Why I say mastery is because I’m hearing so much technical
skill, required for this kind of music. It’s new music that
reaches sounds and images with technical perfection, from the trilling
air of a flighty fantasy to pounding machinery in cotton mills.
A new era in musicianship
Jalbert represents a new era in musicianship – dynamic, complex,
precise, diverse, willing to take risks, and daring enough to work
with new and under-performed music. Still only in his mid-twenties,
Jalbert is an accomplished musician who not only plays Bach, Mozart
and Chopin, but with agile dexterity gets his fingers and hands
around John Corigliano’s “Etude Fantasy” and “Fantasia
on an Ostinato”.
“Etude Fantasy” is described as a set of five studies
combined into the episodic form and character of a fantasy. Here’s
where the fingers and hands really get put to the test. The CD opens
with “Etude No. 1 – For the Left Hand Alone”.
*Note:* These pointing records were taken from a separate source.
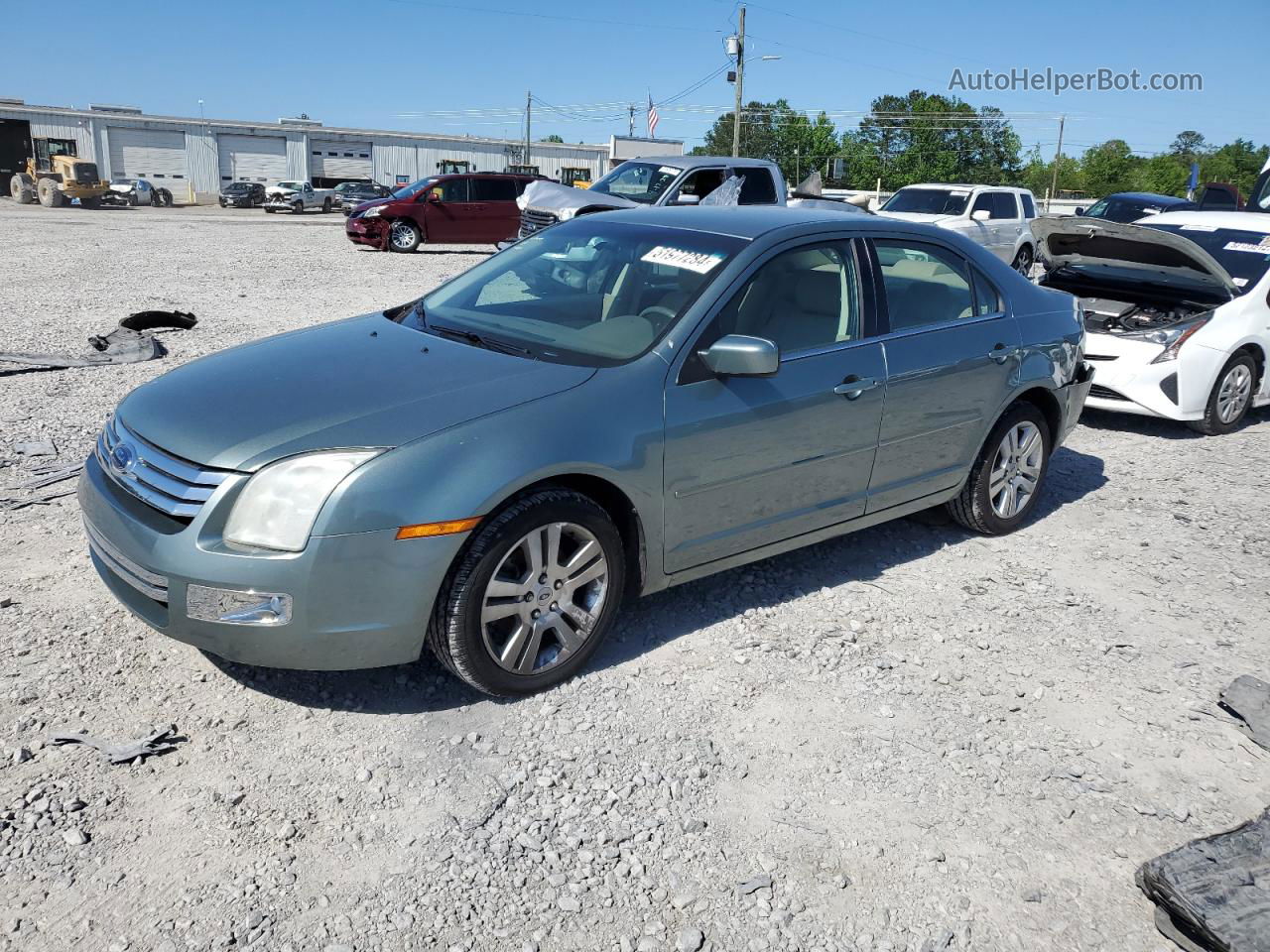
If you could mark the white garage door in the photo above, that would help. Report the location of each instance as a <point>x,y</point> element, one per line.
<point>252,158</point>
<point>339,160</point>
<point>148,154</point>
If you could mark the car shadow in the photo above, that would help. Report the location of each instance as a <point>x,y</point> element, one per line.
<point>425,685</point>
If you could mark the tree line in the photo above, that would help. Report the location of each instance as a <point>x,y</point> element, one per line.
<point>931,137</point>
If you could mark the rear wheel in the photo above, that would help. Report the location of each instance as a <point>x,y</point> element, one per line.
<point>404,235</point>
<point>531,597</point>
<point>1230,398</point>
<point>1007,475</point>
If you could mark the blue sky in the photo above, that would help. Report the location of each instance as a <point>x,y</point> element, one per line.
<point>465,67</point>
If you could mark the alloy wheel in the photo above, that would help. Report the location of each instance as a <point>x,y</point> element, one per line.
<point>1016,470</point>
<point>1233,394</point>
<point>545,598</point>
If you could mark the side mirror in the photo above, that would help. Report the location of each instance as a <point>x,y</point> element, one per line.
<point>740,356</point>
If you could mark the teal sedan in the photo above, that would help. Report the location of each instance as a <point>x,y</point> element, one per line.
<point>610,407</point>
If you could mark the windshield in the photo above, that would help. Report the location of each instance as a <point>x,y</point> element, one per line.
<point>414,188</point>
<point>638,181</point>
<point>1243,254</point>
<point>584,293</point>
<point>928,200</point>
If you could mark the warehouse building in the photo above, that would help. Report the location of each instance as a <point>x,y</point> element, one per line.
<point>194,158</point>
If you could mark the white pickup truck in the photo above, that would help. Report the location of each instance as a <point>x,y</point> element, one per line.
<point>298,197</point>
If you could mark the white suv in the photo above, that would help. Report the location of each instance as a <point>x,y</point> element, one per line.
<point>993,216</point>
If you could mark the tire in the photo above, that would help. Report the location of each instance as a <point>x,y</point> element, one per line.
<point>50,195</point>
<point>404,235</point>
<point>465,644</point>
<point>22,188</point>
<point>1230,398</point>
<point>982,509</point>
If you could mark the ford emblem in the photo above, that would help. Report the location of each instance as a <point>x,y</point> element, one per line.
<point>123,457</point>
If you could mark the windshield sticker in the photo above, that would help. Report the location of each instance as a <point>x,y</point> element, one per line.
<point>1257,249</point>
<point>698,262</point>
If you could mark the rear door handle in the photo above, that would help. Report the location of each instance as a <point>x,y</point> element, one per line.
<point>853,386</point>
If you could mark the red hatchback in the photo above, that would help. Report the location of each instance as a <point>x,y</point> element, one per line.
<point>475,208</point>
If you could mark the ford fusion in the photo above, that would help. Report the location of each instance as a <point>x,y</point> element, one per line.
<point>1176,307</point>
<point>615,405</point>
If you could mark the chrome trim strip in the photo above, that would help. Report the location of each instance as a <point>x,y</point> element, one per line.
<point>148,583</point>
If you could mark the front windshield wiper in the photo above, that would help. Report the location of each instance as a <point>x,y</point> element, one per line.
<point>479,339</point>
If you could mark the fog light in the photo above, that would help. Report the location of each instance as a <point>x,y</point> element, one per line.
<point>232,607</point>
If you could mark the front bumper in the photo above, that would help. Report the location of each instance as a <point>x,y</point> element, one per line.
<point>367,231</point>
<point>358,601</point>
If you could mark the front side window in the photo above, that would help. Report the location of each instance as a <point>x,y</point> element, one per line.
<point>925,285</point>
<point>801,299</point>
<point>587,291</point>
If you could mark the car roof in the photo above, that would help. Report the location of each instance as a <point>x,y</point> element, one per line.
<point>1238,221</point>
<point>753,221</point>
<point>693,162</point>
<point>955,184</point>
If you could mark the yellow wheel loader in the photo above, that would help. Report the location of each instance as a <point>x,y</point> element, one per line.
<point>56,177</point>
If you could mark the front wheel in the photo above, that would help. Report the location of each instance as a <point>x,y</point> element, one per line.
<point>1007,475</point>
<point>532,594</point>
<point>1230,398</point>
<point>404,235</point>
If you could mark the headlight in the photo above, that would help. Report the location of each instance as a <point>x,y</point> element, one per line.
<point>1171,339</point>
<point>278,506</point>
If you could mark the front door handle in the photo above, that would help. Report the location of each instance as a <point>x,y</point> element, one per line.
<point>853,386</point>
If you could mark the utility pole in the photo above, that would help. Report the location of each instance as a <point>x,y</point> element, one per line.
<point>1058,155</point>
<point>740,79</point>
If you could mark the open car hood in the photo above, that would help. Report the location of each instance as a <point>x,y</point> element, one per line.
<point>1157,254</point>
<point>554,197</point>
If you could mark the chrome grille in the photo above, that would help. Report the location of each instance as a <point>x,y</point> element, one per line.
<point>158,479</point>
<point>534,221</point>
<point>148,583</point>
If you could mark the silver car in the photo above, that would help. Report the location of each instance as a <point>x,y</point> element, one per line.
<point>612,407</point>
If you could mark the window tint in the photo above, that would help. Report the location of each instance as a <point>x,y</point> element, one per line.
<point>1003,204</point>
<point>493,190</point>
<point>987,299</point>
<point>453,189</point>
<point>799,299</point>
<point>757,186</point>
<point>925,285</point>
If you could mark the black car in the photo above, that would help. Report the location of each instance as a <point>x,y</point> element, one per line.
<point>353,193</point>
<point>243,194</point>
<point>1128,207</point>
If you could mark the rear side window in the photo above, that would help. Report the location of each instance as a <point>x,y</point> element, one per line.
<point>757,186</point>
<point>1003,204</point>
<point>493,190</point>
<point>925,285</point>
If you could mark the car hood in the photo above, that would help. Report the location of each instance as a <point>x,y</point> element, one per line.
<point>557,198</point>
<point>916,216</point>
<point>361,382</point>
<point>1160,255</point>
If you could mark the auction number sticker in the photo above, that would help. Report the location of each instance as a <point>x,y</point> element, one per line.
<point>698,262</point>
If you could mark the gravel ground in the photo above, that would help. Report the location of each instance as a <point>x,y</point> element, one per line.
<point>907,739</point>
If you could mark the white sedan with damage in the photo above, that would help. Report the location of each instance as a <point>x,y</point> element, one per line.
<point>1176,311</point>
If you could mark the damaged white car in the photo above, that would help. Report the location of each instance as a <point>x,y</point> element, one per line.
<point>1176,311</point>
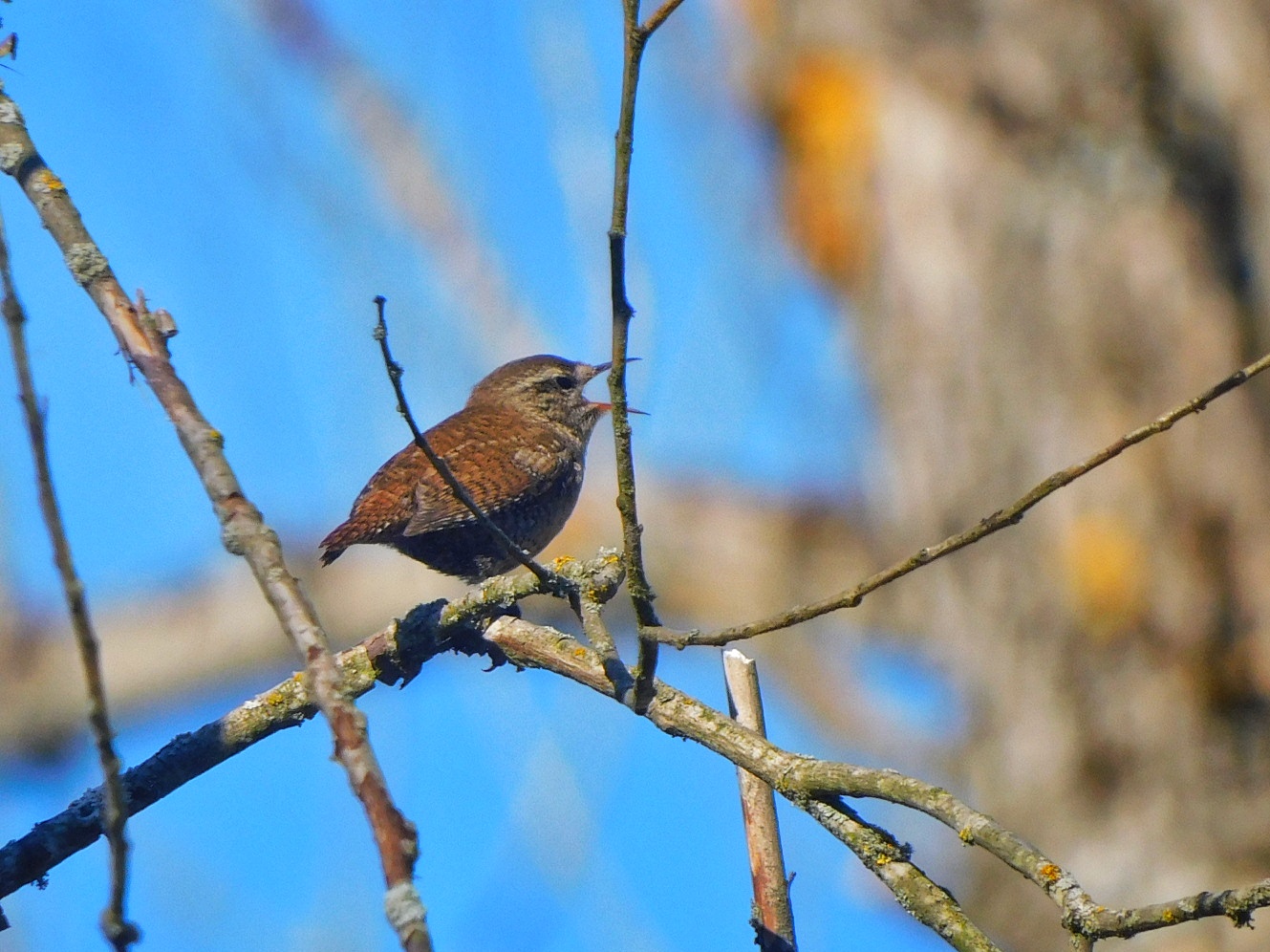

Now how does Jalbert do that? Surely the right hand sneaks in there
somewhere? It doesn’t seem possible that he’s only using
his left! The right does make an entry at the end, so the CD jacket
notes indicate, playing a slow chromatic descent into “Etude
No. 2”. It’s the “Etude No. 3” which really
baffles me – a study on a two-note figure, a simple pattern
of a fifth (fingers one and five) contracting to a third (fingers
two and four) and a lot of crossing of hands during the process.
Jalbert pulls it off magnificently. Now after hearing it on CD I’ve
got to see him in action to truly believe it.
Delicacy and passionate intensity
Another thing that puzzles me with this new music is that in Corigliano’s
notes there’s no mention of imagery, or feeling, except with
regards to the finale where “here the atmosphere is desolate
and non-climactic”. The jacket notes are purely technical.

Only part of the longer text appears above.